Ma come si misura quindi l’acqua del mare? Quando ci si pone questa domanda dobbiamo ricordare sempre che l’oceano non è una pellicola, ma ha una terza dimensione, la sua profondità.
Utilizzando delle boe galleggianti, in superficie quindi, riusciamo a ricavare solo alcune variabili meteo, indicazioni sulle maree, correnti, temperature o onde superficiali. 

Per esplorare la terza dimensione del mare, serve invece almeno un palo strumentato piantato sul fondale, lungo il quale, grazie a strumenti posizionati a varie profondità, possiamo seguire quello che accade alla colona d’acqua. Per arrivare a questo risultato, ma in aree più profonde, esistono poi gli osservatori costieri fissi, come le piattaforme oceanografiche. Consentono di effettuare misure per periodi considerevoli (creando delle “serie temporali lunghe”) e con maggior agio, ma sono pur sempre vincolate ad un punto fisso, non sono mobili.

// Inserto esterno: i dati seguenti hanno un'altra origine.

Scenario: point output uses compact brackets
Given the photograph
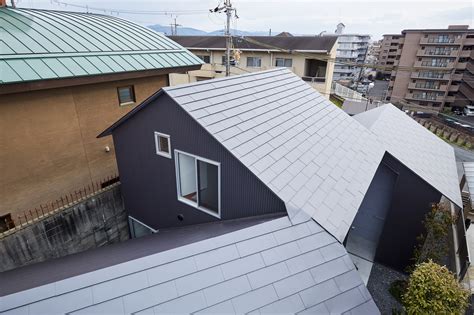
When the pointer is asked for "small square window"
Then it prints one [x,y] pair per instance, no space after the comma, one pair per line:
[163,144]
[126,95]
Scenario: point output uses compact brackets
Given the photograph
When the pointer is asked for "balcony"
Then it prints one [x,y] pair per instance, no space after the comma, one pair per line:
[428,98]
[418,86]
[427,64]
[461,65]
[418,75]
[434,41]
[467,53]
[454,88]
[428,52]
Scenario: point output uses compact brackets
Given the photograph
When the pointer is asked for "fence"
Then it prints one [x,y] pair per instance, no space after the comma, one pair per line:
[9,223]
[346,92]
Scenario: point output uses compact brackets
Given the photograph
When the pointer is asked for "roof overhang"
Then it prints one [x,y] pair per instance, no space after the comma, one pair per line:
[10,88]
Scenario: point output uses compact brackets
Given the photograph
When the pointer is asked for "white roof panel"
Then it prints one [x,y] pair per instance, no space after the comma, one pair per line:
[416,147]
[296,141]
[300,268]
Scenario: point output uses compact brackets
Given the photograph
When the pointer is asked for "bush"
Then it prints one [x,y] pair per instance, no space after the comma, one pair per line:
[433,289]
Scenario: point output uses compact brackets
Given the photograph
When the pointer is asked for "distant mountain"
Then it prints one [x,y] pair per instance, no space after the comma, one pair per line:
[193,31]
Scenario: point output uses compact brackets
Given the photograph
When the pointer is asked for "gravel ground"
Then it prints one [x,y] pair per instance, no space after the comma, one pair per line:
[379,282]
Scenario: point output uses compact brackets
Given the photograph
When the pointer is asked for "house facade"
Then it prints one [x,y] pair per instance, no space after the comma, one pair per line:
[64,77]
[306,56]
[290,151]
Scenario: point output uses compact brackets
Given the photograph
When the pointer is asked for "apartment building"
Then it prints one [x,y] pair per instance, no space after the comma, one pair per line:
[351,49]
[65,76]
[433,67]
[389,49]
[307,56]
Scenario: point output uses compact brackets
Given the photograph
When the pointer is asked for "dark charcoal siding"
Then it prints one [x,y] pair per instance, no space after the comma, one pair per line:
[411,201]
[149,180]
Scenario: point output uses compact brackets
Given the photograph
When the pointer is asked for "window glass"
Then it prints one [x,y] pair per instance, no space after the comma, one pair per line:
[126,95]
[208,186]
[255,62]
[283,62]
[162,143]
[198,183]
[187,177]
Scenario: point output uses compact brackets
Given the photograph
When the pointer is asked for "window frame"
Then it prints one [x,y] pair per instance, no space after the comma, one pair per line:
[178,184]
[132,89]
[254,58]
[284,62]
[157,144]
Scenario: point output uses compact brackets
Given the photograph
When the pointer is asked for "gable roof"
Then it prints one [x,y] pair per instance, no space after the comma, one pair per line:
[271,267]
[322,44]
[314,156]
[418,148]
[41,44]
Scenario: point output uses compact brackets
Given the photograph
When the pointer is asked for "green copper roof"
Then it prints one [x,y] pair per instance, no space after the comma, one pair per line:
[41,44]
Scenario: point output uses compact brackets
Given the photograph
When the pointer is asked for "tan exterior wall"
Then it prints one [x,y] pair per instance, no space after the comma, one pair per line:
[48,144]
[268,61]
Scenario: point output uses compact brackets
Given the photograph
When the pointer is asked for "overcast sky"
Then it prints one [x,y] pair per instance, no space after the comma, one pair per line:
[374,17]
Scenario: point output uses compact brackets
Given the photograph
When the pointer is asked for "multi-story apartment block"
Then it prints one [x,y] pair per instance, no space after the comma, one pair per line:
[389,48]
[309,57]
[433,67]
[352,49]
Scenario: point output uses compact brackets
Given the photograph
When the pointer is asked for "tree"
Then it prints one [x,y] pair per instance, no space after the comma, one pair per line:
[433,289]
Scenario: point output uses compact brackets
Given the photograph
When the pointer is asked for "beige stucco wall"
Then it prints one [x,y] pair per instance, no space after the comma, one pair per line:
[268,61]
[48,144]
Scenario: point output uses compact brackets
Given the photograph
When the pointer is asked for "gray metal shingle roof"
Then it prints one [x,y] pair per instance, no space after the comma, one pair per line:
[315,157]
[418,148]
[301,268]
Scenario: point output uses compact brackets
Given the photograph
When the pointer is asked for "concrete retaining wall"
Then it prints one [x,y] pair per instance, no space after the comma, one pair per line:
[96,221]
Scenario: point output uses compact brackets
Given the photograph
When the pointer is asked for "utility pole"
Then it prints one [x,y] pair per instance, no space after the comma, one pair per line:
[228,9]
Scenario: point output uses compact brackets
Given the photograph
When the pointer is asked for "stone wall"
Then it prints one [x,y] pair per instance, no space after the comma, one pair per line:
[95,221]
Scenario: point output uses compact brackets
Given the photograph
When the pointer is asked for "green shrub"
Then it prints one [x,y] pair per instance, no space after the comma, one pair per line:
[397,289]
[433,289]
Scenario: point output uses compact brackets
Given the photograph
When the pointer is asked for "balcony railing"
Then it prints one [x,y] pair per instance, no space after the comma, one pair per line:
[314,79]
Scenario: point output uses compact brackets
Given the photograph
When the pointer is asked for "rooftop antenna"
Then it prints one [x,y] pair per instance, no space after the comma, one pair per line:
[229,10]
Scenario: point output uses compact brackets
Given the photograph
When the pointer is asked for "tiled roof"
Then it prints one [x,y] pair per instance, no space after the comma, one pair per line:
[40,44]
[272,267]
[418,148]
[322,44]
[314,156]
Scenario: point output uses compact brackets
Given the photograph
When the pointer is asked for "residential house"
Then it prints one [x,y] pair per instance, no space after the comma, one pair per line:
[260,195]
[307,56]
[433,68]
[65,76]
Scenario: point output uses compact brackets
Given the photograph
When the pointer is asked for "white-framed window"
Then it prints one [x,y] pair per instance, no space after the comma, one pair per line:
[254,62]
[198,182]
[163,144]
[283,62]
[126,95]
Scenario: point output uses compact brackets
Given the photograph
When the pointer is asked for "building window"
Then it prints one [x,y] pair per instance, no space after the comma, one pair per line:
[254,62]
[126,95]
[283,62]
[139,229]
[206,59]
[163,144]
[198,182]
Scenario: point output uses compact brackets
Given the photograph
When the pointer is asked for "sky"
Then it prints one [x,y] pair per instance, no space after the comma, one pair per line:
[373,17]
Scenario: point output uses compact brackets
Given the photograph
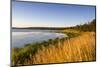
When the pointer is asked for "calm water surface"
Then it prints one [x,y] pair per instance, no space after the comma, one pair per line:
[20,37]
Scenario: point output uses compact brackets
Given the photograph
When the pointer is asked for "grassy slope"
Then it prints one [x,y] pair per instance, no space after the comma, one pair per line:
[80,48]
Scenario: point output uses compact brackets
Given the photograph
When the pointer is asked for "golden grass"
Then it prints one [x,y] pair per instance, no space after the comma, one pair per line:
[81,48]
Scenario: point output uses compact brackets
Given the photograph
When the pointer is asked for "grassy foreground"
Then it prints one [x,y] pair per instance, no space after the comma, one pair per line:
[75,49]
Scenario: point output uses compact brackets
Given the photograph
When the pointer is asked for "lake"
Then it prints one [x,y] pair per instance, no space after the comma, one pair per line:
[20,37]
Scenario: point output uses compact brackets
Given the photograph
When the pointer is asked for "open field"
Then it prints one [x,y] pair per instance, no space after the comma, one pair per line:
[75,49]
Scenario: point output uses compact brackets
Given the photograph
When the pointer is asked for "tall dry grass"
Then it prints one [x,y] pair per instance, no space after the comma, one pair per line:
[81,48]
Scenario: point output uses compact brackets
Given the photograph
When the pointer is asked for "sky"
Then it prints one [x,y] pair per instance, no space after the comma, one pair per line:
[33,14]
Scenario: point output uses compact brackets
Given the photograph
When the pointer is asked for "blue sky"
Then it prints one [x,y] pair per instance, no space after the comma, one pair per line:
[26,14]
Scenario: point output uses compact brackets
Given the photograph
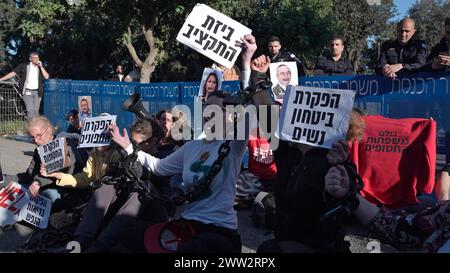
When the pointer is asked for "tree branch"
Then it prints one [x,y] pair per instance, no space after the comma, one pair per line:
[132,50]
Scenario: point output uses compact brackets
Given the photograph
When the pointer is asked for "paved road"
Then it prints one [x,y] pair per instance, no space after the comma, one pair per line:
[16,155]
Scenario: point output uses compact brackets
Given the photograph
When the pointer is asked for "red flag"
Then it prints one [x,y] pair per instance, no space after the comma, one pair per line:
[396,159]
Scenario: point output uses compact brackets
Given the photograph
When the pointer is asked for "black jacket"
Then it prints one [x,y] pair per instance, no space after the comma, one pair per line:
[21,71]
[442,46]
[412,54]
[299,198]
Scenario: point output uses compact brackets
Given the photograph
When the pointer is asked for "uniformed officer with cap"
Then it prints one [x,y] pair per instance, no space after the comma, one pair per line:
[334,63]
[439,58]
[278,56]
[404,55]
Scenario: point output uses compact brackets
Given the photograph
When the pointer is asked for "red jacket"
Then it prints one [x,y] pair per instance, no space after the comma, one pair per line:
[396,159]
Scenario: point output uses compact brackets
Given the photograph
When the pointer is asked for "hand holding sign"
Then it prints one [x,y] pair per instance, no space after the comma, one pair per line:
[121,140]
[34,188]
[261,64]
[44,173]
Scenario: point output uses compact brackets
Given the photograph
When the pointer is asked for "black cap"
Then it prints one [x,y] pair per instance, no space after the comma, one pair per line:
[72,112]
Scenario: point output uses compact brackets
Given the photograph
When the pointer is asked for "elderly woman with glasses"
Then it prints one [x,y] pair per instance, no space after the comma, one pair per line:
[41,132]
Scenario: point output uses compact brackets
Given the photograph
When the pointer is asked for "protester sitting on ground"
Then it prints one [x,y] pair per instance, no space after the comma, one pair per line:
[335,63]
[210,212]
[105,163]
[425,231]
[74,122]
[167,144]
[41,131]
[300,205]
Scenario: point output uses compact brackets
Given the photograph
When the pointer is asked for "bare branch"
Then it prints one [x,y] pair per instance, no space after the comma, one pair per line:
[132,50]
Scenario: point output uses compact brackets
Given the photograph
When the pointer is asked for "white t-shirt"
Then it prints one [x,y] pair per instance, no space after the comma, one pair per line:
[32,77]
[192,161]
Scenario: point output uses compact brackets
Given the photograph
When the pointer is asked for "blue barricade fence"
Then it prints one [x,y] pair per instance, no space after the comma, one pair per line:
[420,96]
[62,95]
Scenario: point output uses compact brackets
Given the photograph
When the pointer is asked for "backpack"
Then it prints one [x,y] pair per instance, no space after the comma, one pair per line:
[263,210]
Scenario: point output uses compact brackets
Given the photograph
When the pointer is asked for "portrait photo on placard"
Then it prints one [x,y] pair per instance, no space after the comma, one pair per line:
[281,75]
[84,107]
[211,82]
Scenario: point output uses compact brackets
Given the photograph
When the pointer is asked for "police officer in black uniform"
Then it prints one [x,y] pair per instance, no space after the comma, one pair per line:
[334,63]
[439,58]
[278,56]
[404,55]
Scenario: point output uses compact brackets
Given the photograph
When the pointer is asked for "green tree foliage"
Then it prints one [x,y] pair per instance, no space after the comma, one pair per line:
[8,14]
[430,17]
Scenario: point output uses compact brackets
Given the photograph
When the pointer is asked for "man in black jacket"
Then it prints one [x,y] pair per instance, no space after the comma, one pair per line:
[404,55]
[31,76]
[41,131]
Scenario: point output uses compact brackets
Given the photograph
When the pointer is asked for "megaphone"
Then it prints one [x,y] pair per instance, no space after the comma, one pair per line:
[134,105]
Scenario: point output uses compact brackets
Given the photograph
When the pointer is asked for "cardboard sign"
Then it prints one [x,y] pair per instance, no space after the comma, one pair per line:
[315,116]
[210,74]
[94,131]
[37,211]
[281,75]
[54,155]
[12,198]
[213,34]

Per muoverci in mare nello spazio e nel tempo, serve invece salire su una nave oceanografica, con cui le possibilità aumentano, anche perché vi si possono imbarcare strumentazioni più ingombranti e pesanti. Ma si tratta comunque di un’operazione lenta e difficile; anche le campagne di misura in mare con una nave, quindi, non riescono a fornire un’idea complessiva e veloce dello stato degli oceani per vaste regioni. In questo caso possono aiutare le misure da remoto, come quelle ottenute dai satelliti, che coprono vaste aree dei mari fornendo informazioni sulla temperatura, le onde, il vento che soffia sul mare, le concentrazioni di alcune sostanze come la clorofilla o i sedimenti sospesi, e altro ancora. Ma le difficoltà non sono finite qui, perchè purtroppo le acque del mare sono opache alla radiazioni elettromagnetiche e quindi anche con il satellite non è possibile conoscere direttamente quello che accade sotto i primi centimetri d’acqua. Insomma, misurare il mare è difficile e servono una serie di approcci diversi e complementari.

Ma serve soprattutto la convinzione che sia essenziale conoscerne i segreti anche nelle profondità più remote.